Strategic direction wasn’t the challenge. All three clients have virtually universal support for their end goals. Budget wasn’t even a problem. Sure, money is always a factor, but in all three of these cases, funding for the projects was available. It wasn’t even a question of timing. Again, in all cases, key stakeholders agreed that it was now or never.
The challenge is change management. It seems no matter how much agreement there is about the need to change people continue to struggle to break the status quo.
This is particularly tough for law firms. If for no other reason than the partnership structure itself, law firms struggle with change more than any other organization I know.
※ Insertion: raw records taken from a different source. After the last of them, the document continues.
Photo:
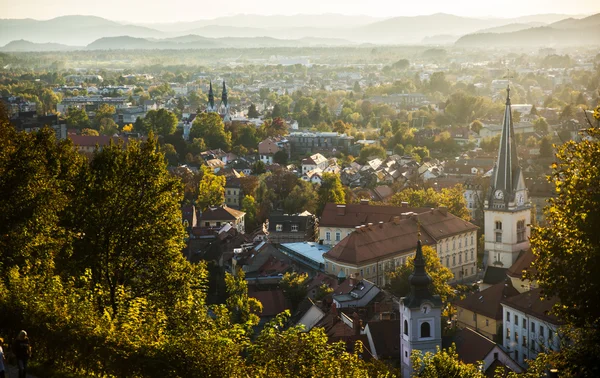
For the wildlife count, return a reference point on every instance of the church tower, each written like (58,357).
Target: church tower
(224,107)
(507,210)
(420,315)
(211,100)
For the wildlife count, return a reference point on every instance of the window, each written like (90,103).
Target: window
(520,231)
(425,329)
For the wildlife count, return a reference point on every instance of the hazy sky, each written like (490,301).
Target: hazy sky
(189,10)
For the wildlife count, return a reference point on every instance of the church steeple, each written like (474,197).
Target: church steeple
(211,99)
(506,169)
(224,95)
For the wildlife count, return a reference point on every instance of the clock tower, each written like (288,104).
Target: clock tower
(507,210)
(420,315)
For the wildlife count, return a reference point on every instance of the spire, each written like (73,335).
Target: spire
(224,95)
(506,167)
(211,98)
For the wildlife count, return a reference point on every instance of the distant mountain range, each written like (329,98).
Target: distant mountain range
(176,43)
(568,32)
(90,32)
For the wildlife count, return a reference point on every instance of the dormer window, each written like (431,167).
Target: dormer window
(425,329)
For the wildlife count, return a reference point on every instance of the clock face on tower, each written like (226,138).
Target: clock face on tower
(499,194)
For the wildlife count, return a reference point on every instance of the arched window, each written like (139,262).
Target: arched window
(425,329)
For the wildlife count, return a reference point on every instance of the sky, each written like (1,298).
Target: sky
(149,11)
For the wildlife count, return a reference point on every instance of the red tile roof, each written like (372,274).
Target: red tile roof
(487,302)
(530,302)
(221,213)
(383,240)
(359,214)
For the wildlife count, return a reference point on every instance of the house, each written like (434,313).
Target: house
(337,221)
(270,146)
(373,249)
(313,162)
(384,339)
(473,348)
(355,292)
(482,311)
(216,217)
(233,191)
(291,228)
(529,327)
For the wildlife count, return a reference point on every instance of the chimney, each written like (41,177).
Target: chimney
(356,323)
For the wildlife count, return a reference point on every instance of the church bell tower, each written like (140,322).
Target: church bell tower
(420,315)
(507,210)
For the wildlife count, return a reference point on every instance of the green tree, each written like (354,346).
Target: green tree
(368,152)
(161,122)
(546,149)
(77,119)
(295,288)
(280,157)
(210,127)
(104,111)
(443,363)
(452,198)
(252,112)
(126,213)
(541,126)
(440,276)
(249,207)
(259,167)
(211,189)
(331,190)
(302,198)
(36,172)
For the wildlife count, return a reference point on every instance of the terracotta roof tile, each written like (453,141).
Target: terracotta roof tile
(487,302)
(383,240)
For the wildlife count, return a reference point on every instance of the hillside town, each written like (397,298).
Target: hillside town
(388,203)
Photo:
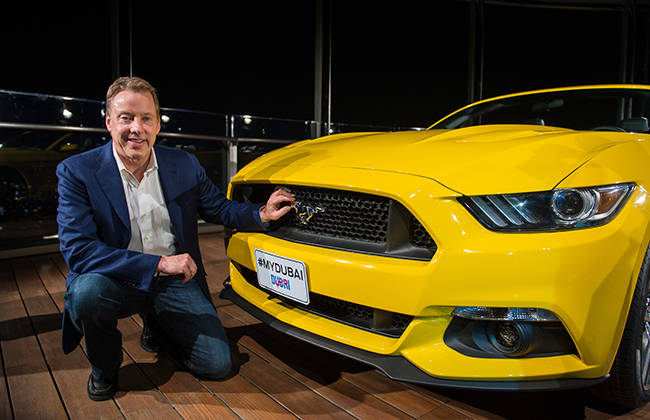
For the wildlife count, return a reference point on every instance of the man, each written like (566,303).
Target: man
(128,231)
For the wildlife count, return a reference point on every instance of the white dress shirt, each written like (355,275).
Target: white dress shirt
(151,229)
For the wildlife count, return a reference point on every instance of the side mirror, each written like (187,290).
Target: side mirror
(636,125)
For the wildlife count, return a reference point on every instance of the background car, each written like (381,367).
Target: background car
(28,160)
(505,247)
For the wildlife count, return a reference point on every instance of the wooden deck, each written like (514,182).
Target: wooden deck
(276,376)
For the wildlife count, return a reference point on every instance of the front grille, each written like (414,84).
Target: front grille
(391,324)
(347,215)
(347,220)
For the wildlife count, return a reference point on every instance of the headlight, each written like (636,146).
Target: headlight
(569,208)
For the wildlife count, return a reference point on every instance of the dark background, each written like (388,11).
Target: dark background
(392,63)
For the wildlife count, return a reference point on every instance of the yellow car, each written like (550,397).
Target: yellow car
(503,248)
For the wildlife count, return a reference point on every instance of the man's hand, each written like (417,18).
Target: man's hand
(273,209)
(178,264)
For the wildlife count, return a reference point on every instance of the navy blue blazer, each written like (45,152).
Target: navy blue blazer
(94,225)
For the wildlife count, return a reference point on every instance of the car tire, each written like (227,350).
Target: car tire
(629,381)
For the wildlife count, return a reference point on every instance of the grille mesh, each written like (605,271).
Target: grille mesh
(347,215)
(347,220)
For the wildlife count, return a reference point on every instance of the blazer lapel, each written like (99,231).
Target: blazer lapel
(110,180)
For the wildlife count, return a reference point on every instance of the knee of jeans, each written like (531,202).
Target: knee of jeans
(83,296)
(215,367)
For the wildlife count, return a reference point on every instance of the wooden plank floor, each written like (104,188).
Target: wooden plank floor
(275,376)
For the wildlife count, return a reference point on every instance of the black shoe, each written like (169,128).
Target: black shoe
(148,340)
(101,390)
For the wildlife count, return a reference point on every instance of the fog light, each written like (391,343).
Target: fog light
(513,338)
(507,335)
(504,314)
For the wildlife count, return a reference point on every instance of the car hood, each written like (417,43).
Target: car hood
(474,160)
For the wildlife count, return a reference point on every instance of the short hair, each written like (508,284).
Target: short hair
(135,84)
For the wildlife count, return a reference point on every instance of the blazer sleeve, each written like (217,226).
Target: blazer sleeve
(84,243)
(216,208)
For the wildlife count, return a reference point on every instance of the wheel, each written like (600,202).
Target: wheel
(629,382)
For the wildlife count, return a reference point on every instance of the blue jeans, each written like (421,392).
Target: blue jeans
(184,315)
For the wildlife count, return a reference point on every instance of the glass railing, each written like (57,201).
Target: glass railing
(39,131)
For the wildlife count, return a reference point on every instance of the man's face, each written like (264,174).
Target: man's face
(134,125)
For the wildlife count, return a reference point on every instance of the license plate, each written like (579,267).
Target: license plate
(282,275)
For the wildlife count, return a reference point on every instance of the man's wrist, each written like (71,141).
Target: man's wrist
(262,214)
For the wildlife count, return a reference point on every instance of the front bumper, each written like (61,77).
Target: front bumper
(585,277)
(399,368)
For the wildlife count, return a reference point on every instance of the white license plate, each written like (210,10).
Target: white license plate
(282,275)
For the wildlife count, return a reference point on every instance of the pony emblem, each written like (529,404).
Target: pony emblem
(304,212)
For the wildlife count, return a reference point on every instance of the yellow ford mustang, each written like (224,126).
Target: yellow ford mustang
(505,247)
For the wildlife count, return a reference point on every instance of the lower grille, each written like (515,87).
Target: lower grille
(347,220)
(391,324)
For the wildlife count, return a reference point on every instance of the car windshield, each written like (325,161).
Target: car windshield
(588,109)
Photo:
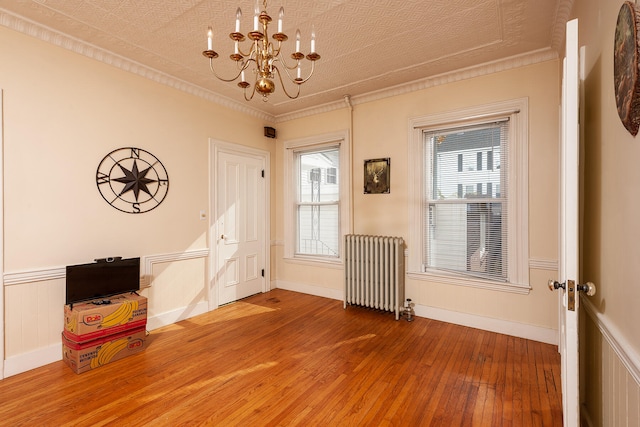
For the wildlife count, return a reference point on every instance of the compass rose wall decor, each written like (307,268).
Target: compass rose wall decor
(132,180)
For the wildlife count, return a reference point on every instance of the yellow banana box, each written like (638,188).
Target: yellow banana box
(90,320)
(82,357)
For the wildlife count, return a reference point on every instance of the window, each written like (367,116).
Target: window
(465,233)
(316,217)
(469,232)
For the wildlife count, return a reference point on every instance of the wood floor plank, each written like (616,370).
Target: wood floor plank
(288,359)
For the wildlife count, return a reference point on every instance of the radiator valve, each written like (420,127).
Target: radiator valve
(408,310)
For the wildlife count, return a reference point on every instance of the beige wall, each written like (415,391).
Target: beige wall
(63,112)
(380,129)
(611,254)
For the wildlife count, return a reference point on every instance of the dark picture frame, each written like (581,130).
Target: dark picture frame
(377,176)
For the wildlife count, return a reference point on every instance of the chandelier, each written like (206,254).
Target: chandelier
(264,56)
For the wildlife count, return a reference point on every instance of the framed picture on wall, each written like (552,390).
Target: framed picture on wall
(377,176)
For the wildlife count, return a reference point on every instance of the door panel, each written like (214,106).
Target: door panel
(240,243)
(569,230)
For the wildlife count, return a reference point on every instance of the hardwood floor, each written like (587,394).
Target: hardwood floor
(284,358)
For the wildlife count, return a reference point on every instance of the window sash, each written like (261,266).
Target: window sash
(317,202)
(464,211)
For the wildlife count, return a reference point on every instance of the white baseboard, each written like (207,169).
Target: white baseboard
(521,330)
(318,291)
(34,359)
(43,356)
(174,316)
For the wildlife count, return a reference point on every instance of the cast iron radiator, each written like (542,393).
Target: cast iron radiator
(374,272)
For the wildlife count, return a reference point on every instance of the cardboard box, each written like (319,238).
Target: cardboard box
(91,320)
(82,357)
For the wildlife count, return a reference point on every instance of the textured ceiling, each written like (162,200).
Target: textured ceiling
(367,46)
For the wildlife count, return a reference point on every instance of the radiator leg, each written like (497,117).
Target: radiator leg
(407,311)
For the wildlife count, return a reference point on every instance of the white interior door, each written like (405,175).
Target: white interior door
(569,253)
(240,226)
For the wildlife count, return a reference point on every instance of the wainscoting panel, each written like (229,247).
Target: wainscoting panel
(610,373)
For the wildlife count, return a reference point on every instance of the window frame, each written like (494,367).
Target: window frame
(517,111)
(291,149)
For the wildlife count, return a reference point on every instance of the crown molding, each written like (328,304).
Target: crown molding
(484,69)
(49,35)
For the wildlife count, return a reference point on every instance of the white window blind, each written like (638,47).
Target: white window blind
(318,202)
(466,206)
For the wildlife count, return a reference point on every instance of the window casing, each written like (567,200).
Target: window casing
(470,209)
(316,198)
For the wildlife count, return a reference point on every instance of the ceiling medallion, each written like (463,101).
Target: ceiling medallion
(264,56)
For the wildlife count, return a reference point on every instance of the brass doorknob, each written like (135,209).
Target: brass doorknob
(553,285)
(588,288)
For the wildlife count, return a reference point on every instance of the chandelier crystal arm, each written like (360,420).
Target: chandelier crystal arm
(296,80)
(243,67)
(284,88)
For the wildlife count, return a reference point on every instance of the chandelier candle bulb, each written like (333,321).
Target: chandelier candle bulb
(255,17)
(313,40)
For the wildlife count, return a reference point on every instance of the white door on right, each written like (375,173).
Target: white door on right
(569,230)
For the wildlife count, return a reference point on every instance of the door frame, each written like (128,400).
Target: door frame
(215,148)
(569,226)
(2,350)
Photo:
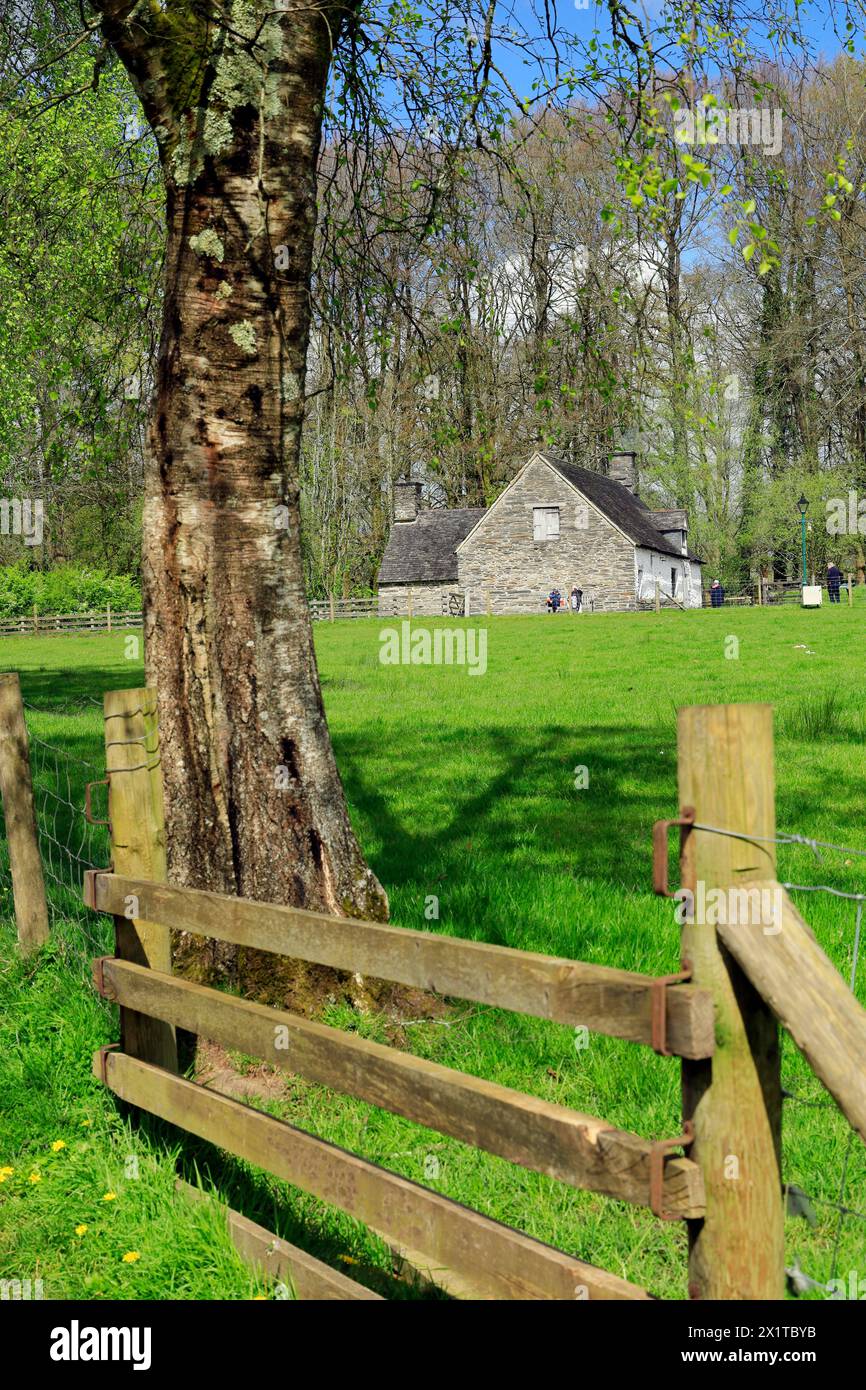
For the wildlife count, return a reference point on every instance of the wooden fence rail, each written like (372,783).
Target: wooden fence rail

The same week I was having these discussions with clients, I had the privilege of attending the LA Legal Marketing Association Chapter’s annual continuing marketing education program. (My company, Legal Vertical Strategies, was a sponsor).
There, Henry Givray, Chairman and CEO of SmithBucklin, spoke on the topic of leadership and, specifically, the importance of transparency in decision making. The framework he uses to communicate decisions is simple:
1) I’ve made a decision and this is what it is.
2) I’m leaning toward a decision but want your input.
3) This decision is open to debate and I welcome your opinion.
This allows the team to respond accordingly.
1) Yes, I agree.
2) I don’t agree, but I can live with it.
3) I don’t agree, and I cannot live with it.
On its face, decision-making clarity and change management seem distinct topics. Yet adapted, Givray’s framework provides a formula law firm leaders can use to drive change in their organization.
There are decisions that require extensive debate among partnerships. What are our goals? What are the principles we all agree are non-negotiable in achieving those goals? Who do we trust to lead us toward accomplishing those goals?
These are important questions. Once the debate is closed and those decisions have been made, however, firm leadership needs to be able to move on and make decisions on behalf of the firm without debating every step.
Firm leaders need to be clear about how they are making their decisions. Some decisions will be open to debate. Others will not. So long as there is clarity about what type of decision it is, the partners will retain their individual right to agree or not.
Individual partners can then make their own decisions. Can they agree and, if not, can they live with it? If they cannot live with it, the individual partner needs to have an honest conversation with himself or herself as to whether they are in the right place.
Law firm leaders can and should try to help partners who disagree and don’t feel they can live with the decision. You don’t want to lose good partners because they are struggling with change. Good leaders need to provide the guidance and will support. But that is a conversation distinct from decision making.